Natureza jurídica da função de juiz leigo

Para determinar os limites ao exercício da advocacia por juizes leigos dos juizados especiais, Yuri Grossi Magadan e Danilo Alejando Mognoni Costalunga examinam a natureza jurídica da função por eles exercida. Afirmam-na jurisdicional: “Não resta dúvida de que a atividade que exercem os juizes leigos, quando no desempenho de suas funções perante os juizados especiais, possa ser de natureza jurisdicional, malgrado a decisão que venham a proferir ao cabo de toda a instrução processual fique condicionada à homologação por parte do juiz togado. Esta afirmação exsurge como corolário lógico da simples e fundamental distinção entre eficácia e conteúdo dos atos judiciais”.

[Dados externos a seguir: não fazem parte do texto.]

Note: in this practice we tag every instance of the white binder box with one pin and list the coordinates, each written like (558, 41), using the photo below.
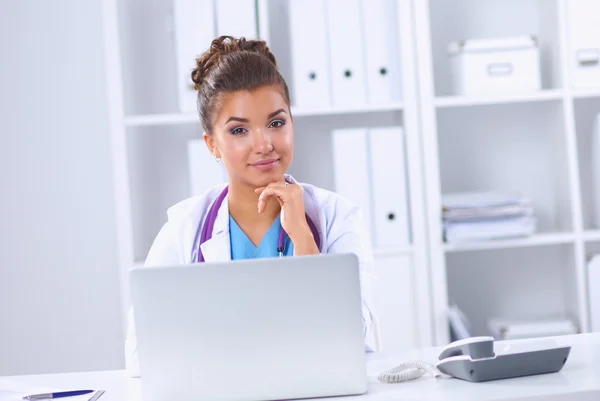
(489, 66)
(194, 30)
(382, 67)
(584, 41)
(240, 23)
(309, 53)
(204, 170)
(344, 24)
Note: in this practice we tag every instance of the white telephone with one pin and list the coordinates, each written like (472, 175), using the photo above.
(475, 359)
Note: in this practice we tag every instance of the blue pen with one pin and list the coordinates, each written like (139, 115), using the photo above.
(59, 394)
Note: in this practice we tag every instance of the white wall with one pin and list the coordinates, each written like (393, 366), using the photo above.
(59, 289)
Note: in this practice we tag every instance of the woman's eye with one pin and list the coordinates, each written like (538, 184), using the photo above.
(277, 124)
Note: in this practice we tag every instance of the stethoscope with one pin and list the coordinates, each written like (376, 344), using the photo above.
(211, 217)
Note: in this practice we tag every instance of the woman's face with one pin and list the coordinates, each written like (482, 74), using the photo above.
(253, 134)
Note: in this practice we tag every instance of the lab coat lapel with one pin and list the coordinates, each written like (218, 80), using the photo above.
(218, 248)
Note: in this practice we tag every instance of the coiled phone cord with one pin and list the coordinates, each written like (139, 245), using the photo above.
(408, 371)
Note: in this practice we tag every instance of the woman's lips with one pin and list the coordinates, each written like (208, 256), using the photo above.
(265, 165)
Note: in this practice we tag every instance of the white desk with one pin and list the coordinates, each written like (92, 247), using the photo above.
(578, 380)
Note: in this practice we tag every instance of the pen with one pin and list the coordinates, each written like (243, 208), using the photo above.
(59, 394)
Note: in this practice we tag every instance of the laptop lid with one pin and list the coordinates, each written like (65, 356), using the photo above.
(257, 329)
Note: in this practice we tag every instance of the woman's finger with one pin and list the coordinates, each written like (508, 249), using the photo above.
(281, 192)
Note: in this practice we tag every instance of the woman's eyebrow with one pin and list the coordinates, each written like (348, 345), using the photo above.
(273, 114)
(240, 119)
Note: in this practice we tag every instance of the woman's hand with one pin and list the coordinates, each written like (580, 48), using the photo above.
(293, 215)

Não excluo a dúvida, nem a matéria me parece tão simples.

Os autores concebem a jurisdição como atividade tendente à solução da lide ou de questões emergentes do processo. Adotam, pois, a concepção de Carnelutti.

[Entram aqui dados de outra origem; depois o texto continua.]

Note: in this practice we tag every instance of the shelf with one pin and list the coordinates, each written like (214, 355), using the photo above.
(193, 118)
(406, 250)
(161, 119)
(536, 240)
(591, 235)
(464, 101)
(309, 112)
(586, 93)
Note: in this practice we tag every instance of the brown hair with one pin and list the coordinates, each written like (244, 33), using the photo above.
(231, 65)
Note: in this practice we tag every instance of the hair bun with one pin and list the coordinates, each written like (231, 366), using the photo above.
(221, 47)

Não ignoram a objeção de Calamandrei: não há lide nos processos conducentes a sentenças constitutivas necessárias. Em ações como a de anulação de casamento, nada importa a ausência de conflito. As partes podem ambas querer o acolhimento do pedido. Contudo, jamais se duvidou do caráter jurisdicional dessas ações.

Superam-na, adotando o conceito de lide ampliado por Galeno Lacerda, para nela também incluir os conflitos de valores sociais, “de forma a tornar compreensível o fenômeno jurisdicional em processos inquisitórios”.

(Yuri Grossi Magadan e Danilo Alejandro Mognoni Costalunga. Limites ao exercício da advocacia por juizes leigos dos juizados especiais. Cidadania e Justiça, Rio de Janeiro (7): 145-57, 2o semestre/1999).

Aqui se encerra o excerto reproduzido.